Cloud Development Challenges – Part II
This is the second part of my thoughts about unique challenges of cloud development. The first part, Cloud Development Challenges – Part 1, discussed issues of platform versioning and rate limiting among other things.
After a few attempts to standardize the authentication process, nearly all cloud vendors have settled on OAuth2. For those not familiar with it, the OAuth flow as it’s called is actually pretty straightforward. Your application redirects the user to the cloud app’s sign in page. The user identifies themselves to the service in the usual way and grants access to the original application. The application can then get an access and refresh token, and an access expiration. At the point, the calling application can use the access token to interact with the cloud system on behalf of the authenticated user.
A lot of cloud services use OAuth as the sole authentication mode. The challenge for high-end service applications like SeeUnity’s Echo or Velocity products is that managing those precious tokens in a high-speed multi-threaded service can be tricky. Access tokens only last for a fairly short amount of time before having to be refreshed, usually in a matter of minutes or an hour, and refresh tokens can be used only once. If you’re running a migration pumping millions of documents into some cloud DMS the last thing you want to do is stop every hour and have a user re-enter credentials. Managing those tokens in real time is a must.

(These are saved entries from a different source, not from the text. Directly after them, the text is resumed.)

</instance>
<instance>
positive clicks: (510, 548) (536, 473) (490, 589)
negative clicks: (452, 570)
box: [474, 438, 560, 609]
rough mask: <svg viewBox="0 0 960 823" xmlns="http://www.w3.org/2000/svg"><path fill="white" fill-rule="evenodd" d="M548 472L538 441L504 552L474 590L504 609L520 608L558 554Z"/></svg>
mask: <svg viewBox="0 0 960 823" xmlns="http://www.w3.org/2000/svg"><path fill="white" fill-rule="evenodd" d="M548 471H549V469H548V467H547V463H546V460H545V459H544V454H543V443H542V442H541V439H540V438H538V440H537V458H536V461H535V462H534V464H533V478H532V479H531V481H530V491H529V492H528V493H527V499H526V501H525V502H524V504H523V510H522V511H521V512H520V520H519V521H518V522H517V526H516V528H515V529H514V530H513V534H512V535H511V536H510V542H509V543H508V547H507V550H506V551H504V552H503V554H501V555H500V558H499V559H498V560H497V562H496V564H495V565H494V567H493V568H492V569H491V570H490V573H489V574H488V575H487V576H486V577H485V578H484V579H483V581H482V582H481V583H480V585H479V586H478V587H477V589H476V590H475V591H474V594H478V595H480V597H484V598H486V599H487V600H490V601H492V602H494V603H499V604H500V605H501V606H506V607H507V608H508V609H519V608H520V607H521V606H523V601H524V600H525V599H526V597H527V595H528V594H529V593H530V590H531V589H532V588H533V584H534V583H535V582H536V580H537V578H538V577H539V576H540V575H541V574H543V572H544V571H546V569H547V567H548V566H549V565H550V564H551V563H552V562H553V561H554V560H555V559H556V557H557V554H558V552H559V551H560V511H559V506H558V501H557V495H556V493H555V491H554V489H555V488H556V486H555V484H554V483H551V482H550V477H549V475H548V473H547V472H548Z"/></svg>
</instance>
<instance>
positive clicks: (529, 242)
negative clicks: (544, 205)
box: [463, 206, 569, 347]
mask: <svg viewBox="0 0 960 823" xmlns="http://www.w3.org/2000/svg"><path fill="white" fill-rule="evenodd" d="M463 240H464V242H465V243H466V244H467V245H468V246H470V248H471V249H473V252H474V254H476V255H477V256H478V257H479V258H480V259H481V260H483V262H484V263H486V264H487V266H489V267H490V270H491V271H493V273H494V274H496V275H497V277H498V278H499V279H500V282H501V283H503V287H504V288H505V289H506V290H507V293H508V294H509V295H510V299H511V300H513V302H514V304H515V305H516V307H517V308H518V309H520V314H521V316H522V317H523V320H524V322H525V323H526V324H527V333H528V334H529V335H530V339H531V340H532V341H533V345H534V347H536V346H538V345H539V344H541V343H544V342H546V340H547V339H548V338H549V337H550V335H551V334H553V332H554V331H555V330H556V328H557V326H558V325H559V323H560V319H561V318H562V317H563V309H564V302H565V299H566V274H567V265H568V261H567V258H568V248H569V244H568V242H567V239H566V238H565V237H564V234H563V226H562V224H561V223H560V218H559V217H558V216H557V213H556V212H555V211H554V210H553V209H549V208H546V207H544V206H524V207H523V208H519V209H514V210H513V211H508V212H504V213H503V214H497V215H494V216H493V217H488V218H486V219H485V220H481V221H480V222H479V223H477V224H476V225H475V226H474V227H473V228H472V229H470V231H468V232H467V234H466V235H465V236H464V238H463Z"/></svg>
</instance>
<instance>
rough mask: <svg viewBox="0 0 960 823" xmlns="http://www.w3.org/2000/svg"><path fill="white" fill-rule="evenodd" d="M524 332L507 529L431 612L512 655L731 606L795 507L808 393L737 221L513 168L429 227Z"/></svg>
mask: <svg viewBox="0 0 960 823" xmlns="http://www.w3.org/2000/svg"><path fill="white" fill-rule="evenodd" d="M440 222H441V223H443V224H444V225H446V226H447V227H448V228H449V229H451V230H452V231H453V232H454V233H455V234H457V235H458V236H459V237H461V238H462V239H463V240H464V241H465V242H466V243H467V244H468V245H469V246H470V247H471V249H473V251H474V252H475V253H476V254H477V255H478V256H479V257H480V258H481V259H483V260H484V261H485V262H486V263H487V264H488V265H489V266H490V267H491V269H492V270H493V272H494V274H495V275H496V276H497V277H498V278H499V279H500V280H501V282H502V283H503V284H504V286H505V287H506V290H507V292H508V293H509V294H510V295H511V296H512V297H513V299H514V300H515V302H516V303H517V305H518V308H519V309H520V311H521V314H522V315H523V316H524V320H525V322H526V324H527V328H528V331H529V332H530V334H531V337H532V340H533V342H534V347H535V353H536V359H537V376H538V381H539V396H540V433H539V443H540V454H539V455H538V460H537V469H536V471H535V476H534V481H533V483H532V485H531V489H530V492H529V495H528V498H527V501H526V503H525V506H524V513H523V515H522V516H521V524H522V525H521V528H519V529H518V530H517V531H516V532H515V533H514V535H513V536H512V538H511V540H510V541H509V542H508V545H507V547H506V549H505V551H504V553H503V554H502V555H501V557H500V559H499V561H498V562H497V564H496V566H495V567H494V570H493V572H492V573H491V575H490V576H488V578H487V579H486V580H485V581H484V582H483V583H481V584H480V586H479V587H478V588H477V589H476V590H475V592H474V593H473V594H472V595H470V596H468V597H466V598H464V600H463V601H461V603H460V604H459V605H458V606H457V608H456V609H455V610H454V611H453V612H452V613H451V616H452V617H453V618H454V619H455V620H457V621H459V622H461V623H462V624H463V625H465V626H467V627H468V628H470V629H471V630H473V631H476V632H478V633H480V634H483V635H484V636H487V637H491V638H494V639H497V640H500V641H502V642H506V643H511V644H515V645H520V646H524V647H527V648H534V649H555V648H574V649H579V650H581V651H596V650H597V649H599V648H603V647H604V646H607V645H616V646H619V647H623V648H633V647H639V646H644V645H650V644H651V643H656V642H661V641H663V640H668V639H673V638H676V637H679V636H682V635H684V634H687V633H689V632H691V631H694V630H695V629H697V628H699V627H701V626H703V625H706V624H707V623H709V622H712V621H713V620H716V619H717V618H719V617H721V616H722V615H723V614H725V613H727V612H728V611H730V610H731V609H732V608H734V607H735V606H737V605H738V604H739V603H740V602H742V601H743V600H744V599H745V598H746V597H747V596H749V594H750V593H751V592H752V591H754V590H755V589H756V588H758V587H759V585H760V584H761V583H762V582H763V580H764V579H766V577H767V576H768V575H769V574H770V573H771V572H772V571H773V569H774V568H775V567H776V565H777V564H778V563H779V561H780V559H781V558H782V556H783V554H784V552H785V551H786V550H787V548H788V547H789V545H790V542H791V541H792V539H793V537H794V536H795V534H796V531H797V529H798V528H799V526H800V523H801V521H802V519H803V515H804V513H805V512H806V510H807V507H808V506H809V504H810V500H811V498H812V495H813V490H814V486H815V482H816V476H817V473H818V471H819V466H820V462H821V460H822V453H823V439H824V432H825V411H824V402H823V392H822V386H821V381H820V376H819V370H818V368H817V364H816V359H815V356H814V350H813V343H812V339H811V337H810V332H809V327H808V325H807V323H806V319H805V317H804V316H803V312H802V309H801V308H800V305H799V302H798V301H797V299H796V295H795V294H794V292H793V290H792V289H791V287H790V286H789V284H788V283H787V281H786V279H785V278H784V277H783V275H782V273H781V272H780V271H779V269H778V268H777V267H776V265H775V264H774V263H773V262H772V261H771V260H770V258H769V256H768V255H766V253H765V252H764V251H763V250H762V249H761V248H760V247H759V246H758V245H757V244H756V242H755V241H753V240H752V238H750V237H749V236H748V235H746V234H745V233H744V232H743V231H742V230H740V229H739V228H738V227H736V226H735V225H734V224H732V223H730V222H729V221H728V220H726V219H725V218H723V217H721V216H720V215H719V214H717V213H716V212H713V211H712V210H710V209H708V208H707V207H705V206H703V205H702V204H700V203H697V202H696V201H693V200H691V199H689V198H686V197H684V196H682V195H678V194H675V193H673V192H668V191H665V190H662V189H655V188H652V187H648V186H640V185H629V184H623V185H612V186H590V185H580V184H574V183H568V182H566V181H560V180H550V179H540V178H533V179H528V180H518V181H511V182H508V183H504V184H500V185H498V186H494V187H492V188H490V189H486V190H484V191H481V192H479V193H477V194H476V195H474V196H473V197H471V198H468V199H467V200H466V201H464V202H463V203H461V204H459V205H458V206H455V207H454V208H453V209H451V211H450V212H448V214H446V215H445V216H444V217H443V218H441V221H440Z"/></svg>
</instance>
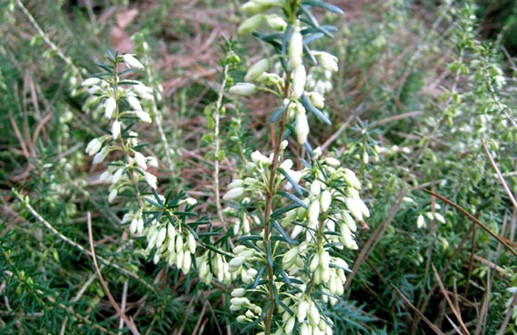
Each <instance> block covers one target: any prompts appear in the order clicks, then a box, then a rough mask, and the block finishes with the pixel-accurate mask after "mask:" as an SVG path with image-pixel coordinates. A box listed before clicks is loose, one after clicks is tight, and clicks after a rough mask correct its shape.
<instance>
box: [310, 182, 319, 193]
mask: <svg viewBox="0 0 517 335" xmlns="http://www.w3.org/2000/svg"><path fill="white" fill-rule="evenodd" d="M320 193H321V184H320V182H319V181H318V180H315V181H313V182H312V184H311V194H312V195H316V196H319V195H320Z"/></svg>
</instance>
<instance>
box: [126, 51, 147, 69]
mask: <svg viewBox="0 0 517 335" xmlns="http://www.w3.org/2000/svg"><path fill="white" fill-rule="evenodd" d="M122 59H123V60H124V63H126V65H127V67H128V68H131V69H138V70H143V69H144V66H143V65H142V63H140V62H139V61H138V59H136V58H135V57H134V56H133V55H131V54H124V55H122Z"/></svg>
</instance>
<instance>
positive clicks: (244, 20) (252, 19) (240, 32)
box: [237, 14, 266, 35]
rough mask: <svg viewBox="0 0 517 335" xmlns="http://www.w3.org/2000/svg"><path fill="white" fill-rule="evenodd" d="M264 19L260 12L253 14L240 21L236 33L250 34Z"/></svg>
mask: <svg viewBox="0 0 517 335" xmlns="http://www.w3.org/2000/svg"><path fill="white" fill-rule="evenodd" d="M265 19H266V17H265V16H264V15H262V14H257V15H253V16H252V17H250V18H248V19H246V20H244V22H242V23H241V25H240V26H239V29H237V33H238V34H240V35H247V34H251V33H252V32H254V31H256V30H257V29H258V28H259V27H260V26H262V25H263V24H264V21H265Z"/></svg>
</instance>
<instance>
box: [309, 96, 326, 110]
mask: <svg viewBox="0 0 517 335" xmlns="http://www.w3.org/2000/svg"><path fill="white" fill-rule="evenodd" d="M308 96H309V100H310V102H311V104H312V105H313V106H314V107H316V108H318V109H322V108H323V107H325V98H324V97H323V96H322V95H321V94H319V93H318V92H312V93H311V94H308Z"/></svg>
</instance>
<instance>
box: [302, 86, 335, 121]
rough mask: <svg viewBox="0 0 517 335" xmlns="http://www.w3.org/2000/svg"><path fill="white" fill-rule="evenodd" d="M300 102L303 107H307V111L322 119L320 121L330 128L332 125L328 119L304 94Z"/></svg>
mask: <svg viewBox="0 0 517 335" xmlns="http://www.w3.org/2000/svg"><path fill="white" fill-rule="evenodd" d="M300 102H301V103H302V105H303V107H305V109H307V110H308V111H309V112H311V113H312V114H314V116H316V117H317V118H318V119H320V121H322V122H324V123H326V124H328V125H329V126H330V125H331V124H332V122H330V120H329V119H328V117H326V116H325V115H324V114H323V113H322V112H321V111H320V110H319V109H317V108H316V107H314V106H313V105H312V104H311V102H310V101H309V98H308V97H307V95H305V94H303V95H302V99H301V101H300Z"/></svg>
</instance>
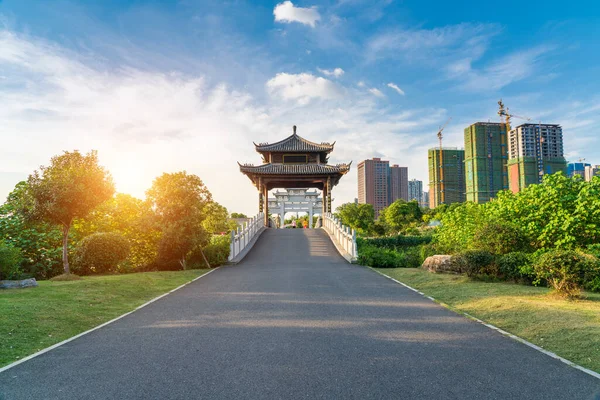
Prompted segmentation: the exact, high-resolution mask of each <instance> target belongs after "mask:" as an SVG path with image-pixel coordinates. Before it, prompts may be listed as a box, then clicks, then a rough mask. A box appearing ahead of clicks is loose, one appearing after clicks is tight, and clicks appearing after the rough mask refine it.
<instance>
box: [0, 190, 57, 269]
mask: <svg viewBox="0 0 600 400" xmlns="http://www.w3.org/2000/svg"><path fill="white" fill-rule="evenodd" d="M32 202H33V200H32V199H31V197H30V196H29V192H28V186H27V182H25V181H22V182H19V183H17V185H16V186H15V188H14V190H13V191H12V192H10V194H9V195H8V198H7V200H6V202H5V203H4V204H3V205H1V206H0V239H4V241H5V242H6V243H8V244H10V245H11V246H13V247H16V248H19V249H21V252H22V254H23V258H24V261H23V270H24V271H25V272H26V273H29V274H32V275H34V276H35V277H36V278H38V279H39V278H46V279H47V278H51V277H52V276H54V275H57V274H59V273H60V271H61V270H62V261H61V257H62V252H61V237H62V234H61V232H60V229H58V228H57V227H56V225H51V224H47V223H45V222H38V221H31V220H28V219H27V218H26V212H27V211H28V210H29V209H30V208H31V205H32ZM0 241H1V240H0Z"/></svg>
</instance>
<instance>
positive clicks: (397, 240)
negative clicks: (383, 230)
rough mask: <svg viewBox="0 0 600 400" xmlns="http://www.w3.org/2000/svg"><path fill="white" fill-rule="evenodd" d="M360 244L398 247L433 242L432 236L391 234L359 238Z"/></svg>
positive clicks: (358, 244) (370, 245) (387, 247)
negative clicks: (431, 239)
mask: <svg viewBox="0 0 600 400" xmlns="http://www.w3.org/2000/svg"><path fill="white" fill-rule="evenodd" d="M356 240H357V242H358V245H359V246H360V245H362V244H365V245H370V246H375V247H384V248H386V249H396V248H403V247H414V246H419V245H421V244H427V243H431V236H404V235H398V236H389V237H382V238H357V239H356Z"/></svg>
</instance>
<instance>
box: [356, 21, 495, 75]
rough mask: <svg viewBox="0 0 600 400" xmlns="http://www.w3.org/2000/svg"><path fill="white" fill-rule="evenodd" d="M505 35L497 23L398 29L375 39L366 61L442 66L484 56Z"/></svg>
mask: <svg viewBox="0 0 600 400" xmlns="http://www.w3.org/2000/svg"><path fill="white" fill-rule="evenodd" d="M500 32H501V28H500V26H498V25H496V24H470V23H462V24H458V25H448V26H444V27H440V28H434V29H394V30H390V31H387V32H383V33H380V34H378V35H376V36H374V37H372V38H371V39H370V40H369V41H368V42H367V45H366V51H365V54H366V58H367V60H368V61H375V60H376V59H379V58H401V59H404V60H406V61H409V62H427V63H430V64H432V65H433V64H440V61H441V59H443V60H444V62H445V63H447V62H448V60H455V59H458V58H465V57H472V58H474V59H477V58H479V57H481V55H483V54H484V53H485V51H486V49H487V47H488V45H489V42H490V40H491V38H492V37H494V36H495V35H497V34H499V33H500Z"/></svg>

For products like Echo or Velocity, a common technique to access ALL the data in a DMS is through some master account. This works well when everything in a system is considered shared, or at least sharable, and therefore accessible by a single user.
However, a lot of cloud systems support the idea of each user having their own personal area, accessed only by the owner. Prominent examples include OneDrive, Google Drive, Box, and most other file sharing apps. Obviously, making each user authenticate for some background process isn’t practical.
What we’re seeing in these cases is the concept of a system account. These are typically set and enabled by an administrator at the highest level, and are specifically meant for service applications like SeeUnity. Once SeeUnity is provided with this special account, then all user personal, as well as shared areas, can be accessed in the background. Note that this is slightly different than impersonation, where one account can be granted access to pretend to be multiple users.
I get the feeling a lot of development teams have had some troubles getting used to a new way of interacting with cloud systems programmatically. In the past, you would take a combination of a marginally documented API, access to the database, maybe access to the file system, a look at system logs and performance counters, and manage to figure it all out.
Some vendors even used direct database access to update data directly, like updating meta-data or access control lists. SeeUnity has always avoided this for a variety of reasons including potential future changes in data schemas, unintended side-effects with the core DMS system, and possible vendor support issues.
With cloud systems, direct access and updates essentially go away. Your sole interaction with the system is through a user interface and an API. The reliance on the API for all programmatic access means it has to be well documented, it has to be fast enough for high-volume applications like the ones from SeeUnity, returned error messages have to be robust, and support from the API vendor has to competent.
The silver lining for all of this means that there’s a lot more standardization of APIs centered on the REST model. A really good example of this is date-time format and meaning. For most REST APIs, a date-time value is represented in the industry standard and is UTC. There are plenty of other examples of this standardization.